Would appreciate your thoughts on this.

Background:
We are doing infrastructure sizing.This happens before the requirements phase.
The mandate is to find out if the current instance of Datastage can handle the data and if any changes are required in the hardware.
We use DS 8.5
There are other Datastage projects up and running.

Details known:
The Daily load needs to load 200 Million rows per day.The time window available is 6 hours
Input format .txt/.csv files.
The input files would come from 3 source systems.Each source system would split the data into multiple files.
Output format is .txt files.
Transformations: Simple to Medium consisting of generating new columns and a couple of lookups
It is estimated that on an average the source columns will have around 120 odd columns.

In effect,
There are no extracts,loads from Databases.
Simple -Medium transformations.

Have never had the need to do Infra sizing before.

Would appreciate if you can give me any pointers about how to work out the sizing for this project.

rkashyap · Post by **rkashyap** » Mon Aug 24, 2015 7:35 am

Contact IBM and request IBM Techline Information Server Sizing Estimate.

PaulVL · Post by **PaulVL** » Mon Aug 24, 2015 8:29 am

The mandate is to find out if the current instance of Datastage can handle the data and if any changes are required in the hardware.

Look at the existing work on the box. Ask application team how much data they are pumping into it. Look at your CPU consumption over a month. Ask application team if they are seeing any delays in their job submission (if they are using an external job scheduler). Determine why if any there is a delay.
Count how many cores and memory you currently have on your setup.
Ask HW purchasing team a realistic minimum HW purchase in terms of core count for a non virtualized environment. (I hate VMs for DataStage setups)
Ask for a Linux number and an AIX number. AIX isn't so bad since you can slice it up into a smaller LPAR (ya ya an LPAR is a type of virtual, blah blah)

Look how existing jobs are created.

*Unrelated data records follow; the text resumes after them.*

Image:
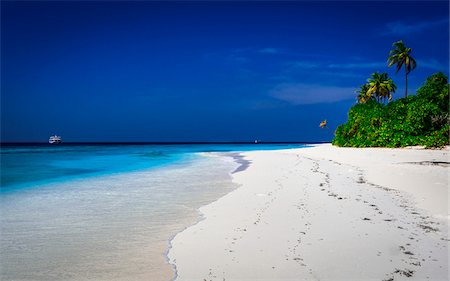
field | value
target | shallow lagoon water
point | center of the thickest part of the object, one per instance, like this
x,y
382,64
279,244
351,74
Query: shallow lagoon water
x,y
111,223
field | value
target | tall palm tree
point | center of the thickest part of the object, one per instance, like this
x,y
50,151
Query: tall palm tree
x,y
400,56
380,86
362,94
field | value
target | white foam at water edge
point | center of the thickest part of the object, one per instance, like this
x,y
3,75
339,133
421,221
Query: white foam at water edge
x,y
114,227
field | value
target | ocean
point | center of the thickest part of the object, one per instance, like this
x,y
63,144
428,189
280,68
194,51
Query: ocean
x,y
106,212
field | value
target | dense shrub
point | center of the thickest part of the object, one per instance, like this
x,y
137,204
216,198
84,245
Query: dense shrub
x,y
422,119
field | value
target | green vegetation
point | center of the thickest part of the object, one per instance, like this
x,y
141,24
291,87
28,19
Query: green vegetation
x,y
422,119
401,56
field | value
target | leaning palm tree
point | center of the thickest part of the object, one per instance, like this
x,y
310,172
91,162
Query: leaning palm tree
x,y
362,96
380,86
400,56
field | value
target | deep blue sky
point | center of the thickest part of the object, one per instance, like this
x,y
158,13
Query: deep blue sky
x,y
202,71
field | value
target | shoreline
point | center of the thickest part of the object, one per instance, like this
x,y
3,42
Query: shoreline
x,y
253,226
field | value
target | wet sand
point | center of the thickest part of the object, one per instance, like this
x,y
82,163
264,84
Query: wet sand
x,y
324,213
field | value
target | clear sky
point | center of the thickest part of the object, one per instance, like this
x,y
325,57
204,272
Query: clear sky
x,y
202,71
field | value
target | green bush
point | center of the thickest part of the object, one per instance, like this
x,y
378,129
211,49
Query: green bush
x,y
422,119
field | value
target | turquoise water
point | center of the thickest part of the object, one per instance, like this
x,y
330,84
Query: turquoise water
x,y
104,212
25,166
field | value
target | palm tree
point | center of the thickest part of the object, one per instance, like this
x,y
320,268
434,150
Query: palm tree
x,y
400,56
380,86
362,94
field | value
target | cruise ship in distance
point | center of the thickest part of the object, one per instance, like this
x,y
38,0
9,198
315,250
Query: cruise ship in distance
x,y
54,139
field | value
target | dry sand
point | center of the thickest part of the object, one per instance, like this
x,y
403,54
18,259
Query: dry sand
x,y
325,213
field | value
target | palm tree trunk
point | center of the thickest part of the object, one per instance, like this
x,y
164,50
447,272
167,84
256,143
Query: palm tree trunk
x,y
406,79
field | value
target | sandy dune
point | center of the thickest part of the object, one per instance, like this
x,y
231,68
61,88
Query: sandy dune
x,y
325,213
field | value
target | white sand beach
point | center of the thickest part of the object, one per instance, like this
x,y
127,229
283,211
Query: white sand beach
x,y
325,213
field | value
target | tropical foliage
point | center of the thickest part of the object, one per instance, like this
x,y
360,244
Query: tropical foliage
x,y
380,86
401,56
421,119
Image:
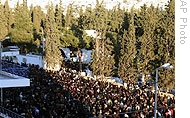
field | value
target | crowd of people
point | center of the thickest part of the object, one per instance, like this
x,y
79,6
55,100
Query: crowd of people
x,y
66,94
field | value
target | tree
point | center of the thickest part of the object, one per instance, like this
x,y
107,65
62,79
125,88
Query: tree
x,y
166,45
8,15
22,31
146,52
127,64
53,58
103,46
3,23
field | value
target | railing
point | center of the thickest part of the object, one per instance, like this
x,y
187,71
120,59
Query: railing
x,y
5,113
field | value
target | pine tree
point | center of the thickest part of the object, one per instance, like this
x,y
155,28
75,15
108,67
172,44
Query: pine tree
x,y
22,31
146,52
166,45
127,65
103,46
52,57
8,15
3,23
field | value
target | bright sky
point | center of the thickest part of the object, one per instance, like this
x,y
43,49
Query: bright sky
x,y
109,3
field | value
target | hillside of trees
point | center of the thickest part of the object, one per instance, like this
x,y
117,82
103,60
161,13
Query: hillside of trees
x,y
132,41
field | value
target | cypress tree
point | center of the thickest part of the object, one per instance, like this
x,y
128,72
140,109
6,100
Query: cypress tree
x,y
3,23
22,31
53,58
127,65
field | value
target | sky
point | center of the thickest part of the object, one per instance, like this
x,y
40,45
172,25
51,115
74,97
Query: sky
x,y
109,3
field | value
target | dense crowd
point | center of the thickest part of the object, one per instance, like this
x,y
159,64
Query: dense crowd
x,y
65,94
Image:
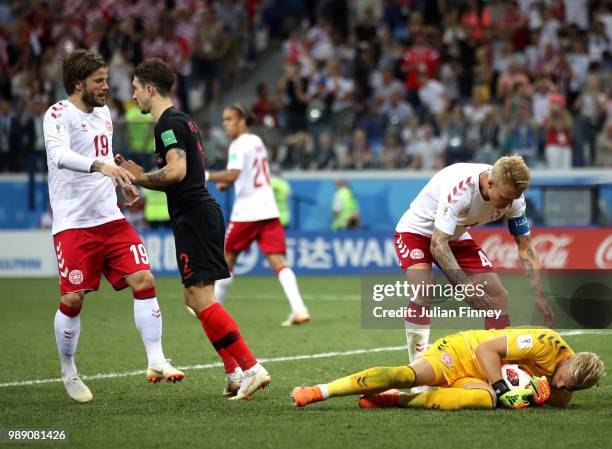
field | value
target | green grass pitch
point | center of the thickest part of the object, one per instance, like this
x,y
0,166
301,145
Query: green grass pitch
x,y
129,412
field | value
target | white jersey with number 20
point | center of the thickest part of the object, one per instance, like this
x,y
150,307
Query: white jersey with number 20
x,y
254,196
79,200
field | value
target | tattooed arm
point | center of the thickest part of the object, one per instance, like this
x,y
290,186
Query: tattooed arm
x,y
444,257
175,170
530,263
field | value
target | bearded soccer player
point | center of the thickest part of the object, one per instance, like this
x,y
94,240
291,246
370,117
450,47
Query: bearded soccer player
x,y
435,229
91,236
197,223
467,367
255,214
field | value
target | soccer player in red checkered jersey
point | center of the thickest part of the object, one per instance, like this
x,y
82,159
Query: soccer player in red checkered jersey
x,y
91,236
255,215
435,229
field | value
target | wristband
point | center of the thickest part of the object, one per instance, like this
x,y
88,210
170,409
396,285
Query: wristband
x,y
500,387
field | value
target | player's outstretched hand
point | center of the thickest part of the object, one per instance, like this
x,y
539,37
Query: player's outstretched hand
x,y
120,176
131,194
132,167
516,399
541,389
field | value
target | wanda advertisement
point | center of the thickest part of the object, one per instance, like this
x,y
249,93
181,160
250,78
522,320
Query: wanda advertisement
x,y
557,248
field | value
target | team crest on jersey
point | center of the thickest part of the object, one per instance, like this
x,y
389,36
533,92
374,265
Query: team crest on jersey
x,y
447,359
76,277
416,254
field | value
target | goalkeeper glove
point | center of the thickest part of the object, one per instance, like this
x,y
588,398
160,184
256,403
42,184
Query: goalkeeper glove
x,y
541,389
514,399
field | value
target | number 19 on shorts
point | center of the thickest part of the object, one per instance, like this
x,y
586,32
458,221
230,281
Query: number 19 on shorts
x,y
140,254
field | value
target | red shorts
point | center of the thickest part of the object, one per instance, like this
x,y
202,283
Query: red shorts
x,y
414,248
113,248
270,236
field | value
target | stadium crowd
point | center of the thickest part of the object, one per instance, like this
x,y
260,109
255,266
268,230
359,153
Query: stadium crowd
x,y
410,84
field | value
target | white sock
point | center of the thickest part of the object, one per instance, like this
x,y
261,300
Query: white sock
x,y
289,283
417,337
67,331
147,316
221,287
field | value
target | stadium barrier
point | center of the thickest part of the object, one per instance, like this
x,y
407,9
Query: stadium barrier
x,y
31,253
589,192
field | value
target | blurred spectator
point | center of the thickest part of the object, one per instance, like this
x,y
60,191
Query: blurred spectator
x,y
522,137
215,146
345,208
432,95
428,152
392,156
10,135
590,105
32,130
326,155
397,111
558,126
210,47
603,147
384,85
292,98
282,194
419,57
360,154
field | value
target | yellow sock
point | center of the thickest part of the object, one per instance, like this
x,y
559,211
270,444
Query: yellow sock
x,y
449,399
373,380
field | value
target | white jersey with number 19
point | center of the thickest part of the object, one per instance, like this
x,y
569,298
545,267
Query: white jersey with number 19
x,y
254,196
79,200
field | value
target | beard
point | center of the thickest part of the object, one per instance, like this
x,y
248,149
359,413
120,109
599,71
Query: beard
x,y
91,101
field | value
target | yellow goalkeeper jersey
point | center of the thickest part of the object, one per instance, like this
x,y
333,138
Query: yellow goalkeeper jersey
x,y
537,350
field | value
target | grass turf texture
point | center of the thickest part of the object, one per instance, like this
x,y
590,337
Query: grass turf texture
x,y
129,412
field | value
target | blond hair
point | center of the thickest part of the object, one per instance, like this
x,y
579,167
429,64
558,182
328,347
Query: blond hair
x,y
512,171
586,368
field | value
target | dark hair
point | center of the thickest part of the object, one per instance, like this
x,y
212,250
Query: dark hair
x,y
78,65
157,73
243,112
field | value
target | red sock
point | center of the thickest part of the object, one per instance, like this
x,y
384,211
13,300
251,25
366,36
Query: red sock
x,y
414,314
223,333
497,323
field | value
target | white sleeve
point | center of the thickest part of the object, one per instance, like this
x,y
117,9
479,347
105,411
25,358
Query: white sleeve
x,y
235,158
57,143
449,207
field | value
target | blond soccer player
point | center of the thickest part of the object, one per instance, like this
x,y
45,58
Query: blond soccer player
x,y
467,367
436,230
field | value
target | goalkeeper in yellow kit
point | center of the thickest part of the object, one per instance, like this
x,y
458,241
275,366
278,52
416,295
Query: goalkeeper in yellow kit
x,y
467,367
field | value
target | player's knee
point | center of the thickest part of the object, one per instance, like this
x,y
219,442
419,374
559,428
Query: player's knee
x,y
143,280
74,299
277,261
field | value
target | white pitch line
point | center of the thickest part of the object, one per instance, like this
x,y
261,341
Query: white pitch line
x,y
292,358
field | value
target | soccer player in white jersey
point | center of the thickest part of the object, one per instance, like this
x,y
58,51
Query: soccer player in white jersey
x,y
435,229
91,236
255,214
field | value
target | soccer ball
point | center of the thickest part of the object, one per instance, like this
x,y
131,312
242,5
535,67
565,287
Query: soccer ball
x,y
515,376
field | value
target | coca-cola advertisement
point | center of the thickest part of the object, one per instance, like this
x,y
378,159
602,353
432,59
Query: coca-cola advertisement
x,y
557,248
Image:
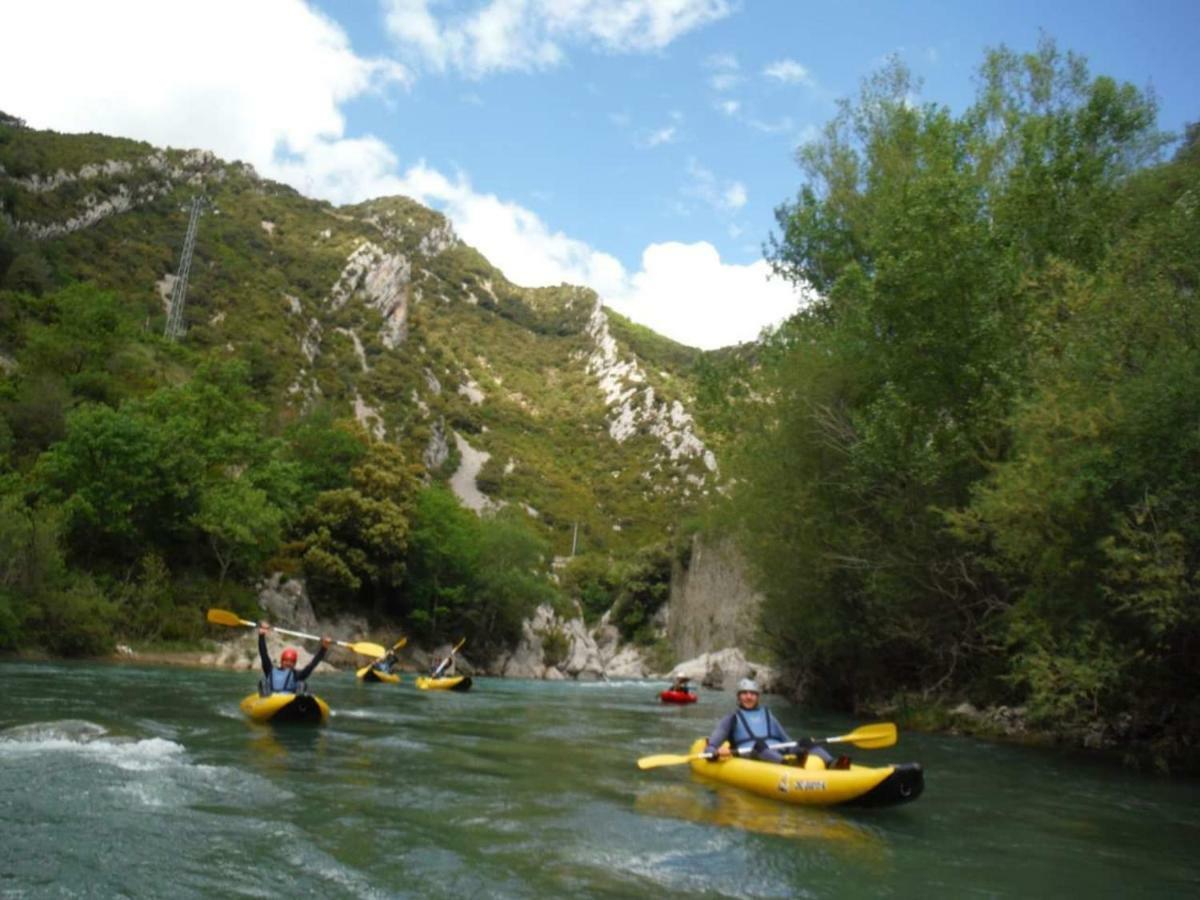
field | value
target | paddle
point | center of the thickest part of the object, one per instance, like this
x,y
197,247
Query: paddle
x,y
395,647
223,617
868,737
443,664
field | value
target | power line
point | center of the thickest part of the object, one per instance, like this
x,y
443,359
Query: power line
x,y
174,329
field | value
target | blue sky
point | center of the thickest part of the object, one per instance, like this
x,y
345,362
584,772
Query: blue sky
x,y
639,147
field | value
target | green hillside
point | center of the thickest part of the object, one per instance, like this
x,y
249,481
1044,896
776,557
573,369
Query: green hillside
x,y
371,321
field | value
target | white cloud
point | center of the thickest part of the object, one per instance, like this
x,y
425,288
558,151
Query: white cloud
x,y
663,136
773,127
275,100
789,71
511,237
525,35
735,196
687,292
683,291
124,67
725,71
706,186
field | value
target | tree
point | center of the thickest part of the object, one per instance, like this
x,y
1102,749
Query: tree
x,y
935,244
355,539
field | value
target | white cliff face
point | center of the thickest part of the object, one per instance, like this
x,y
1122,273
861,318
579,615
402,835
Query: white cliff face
x,y
381,279
633,403
721,670
591,655
369,418
713,601
195,168
462,483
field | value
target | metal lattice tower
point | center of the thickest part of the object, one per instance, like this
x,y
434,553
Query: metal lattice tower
x,y
174,329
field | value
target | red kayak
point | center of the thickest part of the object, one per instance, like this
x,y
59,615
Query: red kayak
x,y
677,697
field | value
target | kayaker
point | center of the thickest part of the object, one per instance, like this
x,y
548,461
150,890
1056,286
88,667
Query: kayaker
x,y
387,664
285,678
682,685
751,729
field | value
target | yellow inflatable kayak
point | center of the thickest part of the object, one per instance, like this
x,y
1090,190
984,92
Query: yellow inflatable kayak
x,y
304,708
814,785
457,683
370,673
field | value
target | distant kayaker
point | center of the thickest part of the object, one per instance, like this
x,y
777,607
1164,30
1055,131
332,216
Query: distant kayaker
x,y
285,678
682,685
751,729
387,664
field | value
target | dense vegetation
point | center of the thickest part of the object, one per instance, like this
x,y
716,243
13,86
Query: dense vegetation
x,y
142,479
971,469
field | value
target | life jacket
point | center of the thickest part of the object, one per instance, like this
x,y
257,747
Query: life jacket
x,y
283,681
754,725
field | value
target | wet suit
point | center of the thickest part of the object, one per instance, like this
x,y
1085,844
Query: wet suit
x,y
750,731
285,681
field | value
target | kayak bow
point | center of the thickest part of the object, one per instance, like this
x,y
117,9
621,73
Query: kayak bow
x,y
814,785
304,708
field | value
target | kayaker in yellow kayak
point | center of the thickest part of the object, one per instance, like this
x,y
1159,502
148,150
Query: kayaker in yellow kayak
x,y
751,730
285,678
387,664
682,684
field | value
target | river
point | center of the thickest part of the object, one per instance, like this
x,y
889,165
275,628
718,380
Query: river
x,y
124,780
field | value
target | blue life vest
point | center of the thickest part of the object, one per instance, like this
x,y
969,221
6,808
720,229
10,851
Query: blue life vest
x,y
754,725
283,681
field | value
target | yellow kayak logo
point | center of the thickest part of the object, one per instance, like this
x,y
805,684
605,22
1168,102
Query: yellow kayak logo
x,y
799,784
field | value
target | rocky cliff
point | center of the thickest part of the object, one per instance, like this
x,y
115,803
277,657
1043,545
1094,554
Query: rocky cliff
x,y
713,604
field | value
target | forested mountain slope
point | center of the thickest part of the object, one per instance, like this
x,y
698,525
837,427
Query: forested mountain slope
x,y
575,418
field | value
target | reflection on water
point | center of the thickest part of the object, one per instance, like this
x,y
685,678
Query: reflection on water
x,y
526,790
730,808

Application teams tend to stick with a trend "small jobs or big jobs". Expect the same behavior from the same folks.

Ask if new workload will be done at the same time as existing workload or if it can be shifted to a non-peek time of day and still meet SLA. Application teams will say to process the data as soon as it is ready in order to accommodate for a re-run if needed. And for the most part that is true, but there is always wiggle room in that answer and a hour here or there could have a huge difference on your resource consumption (scratch disk).